Monday, November 21, 2011

Good News

A few years ago, on Easter Eve, a buzz started spreading through the church. We were at the Easter Vigil, and Kedron Jarvis, the preacher, climbed down from the pulpit, ran back into the sanctuary, and whispered something to one of our acolytes. This move was totally unexpected, and the acolyte’s face revealed nothing but astonished confusion. Then, Kedron ran down the chancel steps into the nave and began whispering to a few members of the congregation. We all stood and watched and wondered. Of course, we all wanted to know the same thing: What’s she saying?

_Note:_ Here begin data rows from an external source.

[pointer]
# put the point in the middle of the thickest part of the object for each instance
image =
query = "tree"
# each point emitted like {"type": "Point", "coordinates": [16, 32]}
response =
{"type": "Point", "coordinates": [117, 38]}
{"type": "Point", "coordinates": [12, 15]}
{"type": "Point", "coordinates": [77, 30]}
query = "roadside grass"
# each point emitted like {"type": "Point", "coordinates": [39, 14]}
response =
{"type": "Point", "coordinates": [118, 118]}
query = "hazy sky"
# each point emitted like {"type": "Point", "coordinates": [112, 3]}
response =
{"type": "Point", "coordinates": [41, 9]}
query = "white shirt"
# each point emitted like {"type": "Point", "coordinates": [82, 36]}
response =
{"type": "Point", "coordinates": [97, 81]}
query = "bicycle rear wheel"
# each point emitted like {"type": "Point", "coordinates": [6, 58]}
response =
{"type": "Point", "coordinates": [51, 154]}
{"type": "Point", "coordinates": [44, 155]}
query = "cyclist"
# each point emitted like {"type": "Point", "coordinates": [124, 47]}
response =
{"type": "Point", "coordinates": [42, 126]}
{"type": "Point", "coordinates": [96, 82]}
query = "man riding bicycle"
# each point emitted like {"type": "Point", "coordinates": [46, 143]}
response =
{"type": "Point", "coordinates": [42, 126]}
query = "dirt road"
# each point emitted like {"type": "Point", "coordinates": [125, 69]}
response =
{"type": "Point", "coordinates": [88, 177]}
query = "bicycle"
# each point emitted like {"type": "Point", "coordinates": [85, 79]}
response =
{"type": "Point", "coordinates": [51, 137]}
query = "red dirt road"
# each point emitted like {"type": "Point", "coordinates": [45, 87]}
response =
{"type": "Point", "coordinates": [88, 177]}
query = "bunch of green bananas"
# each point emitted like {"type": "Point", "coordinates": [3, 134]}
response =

If I remember correctly, she was demonstrating how the good news that Jesus Christ had risen from the dead began to spread through the Christian community. It was good news indeed, and the women who followed Jesus and his first disciples began passing along the confusing, astonishing news that their master’s tomb was empty. It took a little while for the message to become clear, but eventually word got out. That news was too good to keep private. It had to be shared.

At the end of today’s epistle lesson (1 Peter 1:1-12), we read a wonderful, irresistible description of good news: “It was revealed to [the prophets] that they were serving not themselves but you, in the things which have now been announced to you by those who preached the good news to you through the Holy Spirit sent from heaven, things into which angels long to look.” It’s that last little bit that grabs my attention—“things into which angels long to look.” What great marketing! Peter writes about this wonderful revelation of good news that is so fabulous that even angels are eager to hear it.

He’s right, of course. The message of God’s gracious salvation through the life, death, and resurrection of his son Jesus Christ is good news of the first order. It’s life-changing, life-empowering good news. It’s the kind of news that is so good it just shouldn’t be kept quiet. So why are we sitting on it like it’s a secret to be kept?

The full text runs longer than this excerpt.